So heißt es Jes. 89f.: Tobt, ihr Völker, und seid betäubt! Und horcht auf, alle Weiten der Erde! Rüstet euch und seid betäubt! ... Plant einen Plan, daß er gebrochen werde, beschließt einen Beschluß, daß er nicht zu stande komme! Diese Verse stehen in striktem Gegensatz zum Vorhergehenden. Denn vorher wird ausgeführt, wie die vielen und gewaltigen Wasser des Euphrat Juda überschwemmen und überfluten werden, während hier hinterher Völker vergeblich versuchen, ihre böse Absicht gegen Israel zu verwirklichen. An der zweiten Stelle ist es genau so. Jes. 174ff. schildert die fast völlige Vernichtung Jakobs. In engem, unvermittelten Anschluß daran fährt unser Text fort: Ha, ein Brausen vieler Völker, die wie das Brausen des Meeres brausen, ... doch er schilt darein, und es flieht in die Weite und ist gejagt, wie Spreu der Berge vor dem Winde und wie Wirbelstaub vor der Windsbraut. Zur Zeit des Abends, siehe da: Schrecken, bevor der Morgen da, ist es dahin. Das ist das Teil für unsere Plünderer und das Los für unsere Räuber (Jes. 1712ff.). Wahrscheinlich ist auch Mch. 4 vorexilisch, da die Gründe, die für die Unechtheit geltend gemacht werden, nicht ausreichend sind. Hier finden sich ebenfalls beide Schemata lose neben einander. Während die V.9f. geschilderte Belagerung Zions als erfolgreich gedacht wird, werden nach V. 11 ff. die vielen Völker, die Jerusalem stürmen, siegreich abgeschlagen und vernichtet. Diese drei Stellen genügen zum Beleg unserer These, daß das angeblich nachexilische Schema bereits vor dem Exil fertig war. Ein Teil der Exegeten freilich (wie STADE ZATW. 1883 S. 16) plädiert auch hier für Unechtheit, weil in Jesajas Theologie die vielen Völker noch nicht vorkommen könnten. Aber einmal gehen sie von

einer petitio principii aus, der eine innerliche Berechtigung kaum zugestanden werden kann, zum anderen müßten sie außer den genannten Zitaten auch Jes. 526 und 297 streichen. So weit freilich haben sie Recht: Das zweite Schema ist in den vorexilischen Schriften sehr selten. Es wird von den älteren Propheten deshalb in den Hintergrund gedrängt, weil es die Rettung Jerusalems voraussetzt, also im letzten Grunde nicht zur Unheils-, sondern zur Heilseschatologie gehört.

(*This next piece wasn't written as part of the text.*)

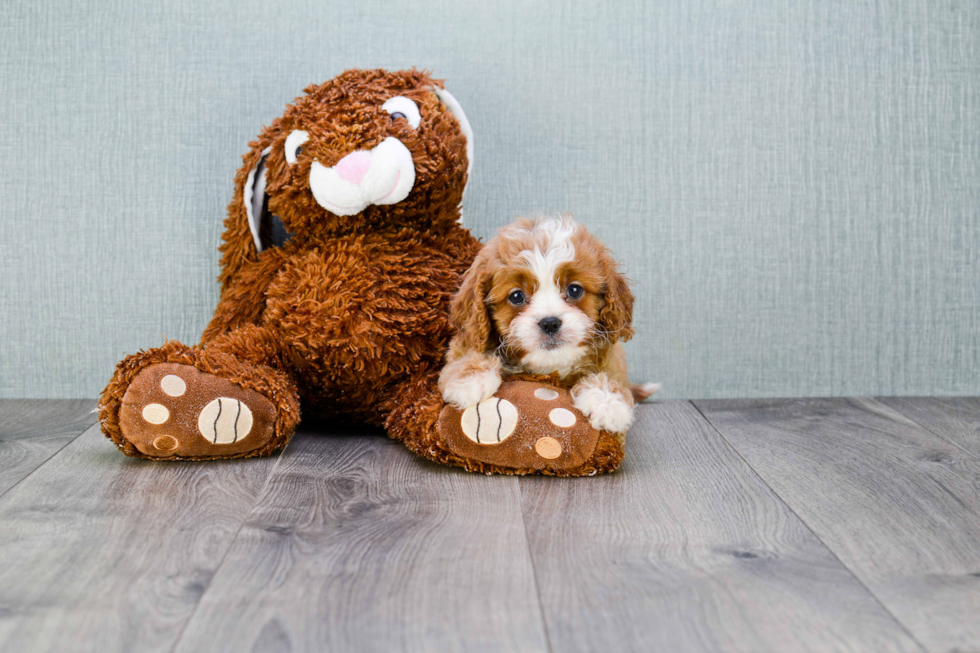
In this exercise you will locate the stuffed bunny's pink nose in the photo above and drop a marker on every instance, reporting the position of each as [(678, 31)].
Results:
[(354, 166)]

Wir stehen hier vor demselben Problem wie vor der Anschauung des Tages Jahves überhaupt. Schon im Volksglauben umfaßte sie, wie wir gesehen haben, die beiden scheinbar einander ausschließenden Gegensätze: Heil und Unheil. Diesen beiden Polen entsprechen genau die beiden jetzt erkannten Schemata: Israel wird gerettet und Israel wird vernichtet. Wie vor dem Exil die schriftstellernde Prophetie das Unheil voranstellte, so benutzte sie vorzugsweise das ihm korrespondierende Schema, ohne es freilich exklusiv zu verwenden. Nach dem Exil ist das Umgekehrte häufiger der Fall. Es ist Pflicht des Historikers, weder die These noch die Antithese zu leugnen, sondern die höhere Synthese zu suchen, in der sie beide sich auflösen. Auf welche Weise beide mit einander ausgeglichen werden können, muß späterer Untersuchung vorbehalten bleiben, wenn wir das ganze Material überschauen. Hier muß es genügen, die Tatsachen zu registrieren.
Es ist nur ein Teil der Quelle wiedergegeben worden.